Be on the lookout for the next big market known as a vibe fixer. Someone needs to fix that month old legacy code.
Advice to Students and Beginners
Do not believe the marketing talk about AI taking over software development. This field is a difficult one and it will continue to be difficult. Please get curious about programming. Become obsessed over something and keep exploring those rabbit holes. It may seem like an LLM knows more than you but it does not. You can surpass its regurgitating text in few months and you can even begin to know how to use these tools to best suit your development flow.
It may seem like a never ending uphill battle but you can overcome it. You wouldn’t substitute your doctor or surgeon for an LLM just like you wouldn’t substitute your engineering team with LLMs.
LLMs can be helpful for learning if you use them to help explain or make exercises for you to learn from. They can also make visuals and charts to explain concepts. Next time you struggle on a subject ask for an LLM to explain it and diagram the process. As always you need to verify the output.
It’s like any other field, an LLM is better than me at biology questions but someone who spent a one to three years working in the field of biology would be able to use the LLM more effectively and know when its wrong.
It will take time but you can surpass the LLM. LLMs are very bad at making extendable or testable systems. This makes sense since most people struggle with this and most code on the internet is pretty bad. You can learn to make better systems than an LLM in under a year. You can for sure learn how to use an LLM and know when its wrong in under a year.
If you are new to the field you need to ignore the doom and gloom and buckle down. There is no way around working hard. I promise you can study and become much better than an LLM and be very useful for others.
Here are some concrete skills to learn for a few major areas of development
Frontend
- How Browsers render html
- How the DOM works
- Server Side vs Client Side
- Tailwind vs Standard CSS
- How to separate concerns in your component design
- Managing State
Backend
- REST vs Web Sockets vs GRPC
- Inter-process communication
- Database Access
- Error handling
- Good endpoint design
Deployment
- Optimizing Docker Images
- Docker Caching and Layers
- Reverse Proxies
- Gitlab/Github workflows
These are all areas you can go deep in and if you can demonstrate some of these you will be more likely to get hired
Sanity Will Return so be a Cockroach
At some point (not next year) sanity will come back. The market will bounce back and developers will have a more favorable market. The trick is to survive the great culling and stick around. The way to survive is to adapt and continue to be in demand. It may look different if all the markets are saturated and you may need to adjust expectations.
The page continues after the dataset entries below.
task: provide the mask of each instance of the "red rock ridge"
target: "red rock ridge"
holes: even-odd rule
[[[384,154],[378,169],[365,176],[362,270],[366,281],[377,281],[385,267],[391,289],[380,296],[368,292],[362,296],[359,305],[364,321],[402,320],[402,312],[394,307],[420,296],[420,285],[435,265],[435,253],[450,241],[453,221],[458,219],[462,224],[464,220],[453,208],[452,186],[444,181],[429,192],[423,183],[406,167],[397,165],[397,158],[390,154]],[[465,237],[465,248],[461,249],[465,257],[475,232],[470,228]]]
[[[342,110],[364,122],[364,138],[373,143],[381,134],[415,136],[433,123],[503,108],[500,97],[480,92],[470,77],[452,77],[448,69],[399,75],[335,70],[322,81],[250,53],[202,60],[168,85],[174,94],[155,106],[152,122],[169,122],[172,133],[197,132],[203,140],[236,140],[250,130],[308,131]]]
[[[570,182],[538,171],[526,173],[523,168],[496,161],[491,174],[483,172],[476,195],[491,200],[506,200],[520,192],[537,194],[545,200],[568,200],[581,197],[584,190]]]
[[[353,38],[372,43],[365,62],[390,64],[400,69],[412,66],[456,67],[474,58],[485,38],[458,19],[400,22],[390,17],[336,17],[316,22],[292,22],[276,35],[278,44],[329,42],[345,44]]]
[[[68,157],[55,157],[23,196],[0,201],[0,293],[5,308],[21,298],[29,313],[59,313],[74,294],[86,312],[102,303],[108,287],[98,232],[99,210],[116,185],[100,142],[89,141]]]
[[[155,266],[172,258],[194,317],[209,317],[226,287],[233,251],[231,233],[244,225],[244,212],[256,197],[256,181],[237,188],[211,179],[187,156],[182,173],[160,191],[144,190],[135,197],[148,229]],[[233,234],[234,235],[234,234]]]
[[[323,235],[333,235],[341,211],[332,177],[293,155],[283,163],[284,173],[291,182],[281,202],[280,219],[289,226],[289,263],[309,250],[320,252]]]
If you are used to only working in large companies like fortune 500 or big tech and they are all not hiring or outsourcing large amounts of roles it may be time to go to the medium or smaller size companies. At the end of the day you have to eat. Remember it’s not about who will show up it’s about who’s left. Push through these hard times and eventually you will make it through and be in a better position.
Conclusion
This whole article was generated by AI. Just kidding I wouldn’t do that to you all. If this article sucks then it’s because of human slop. I am always going to bet on the human. We will get through these hard times together. It will be painful and we are at the bottom of this trickle down AI slop fest. I encourage us all to dig deeper and find the things in life we can improve upon. Merry Christmas to all and I hope Santa stops the slop.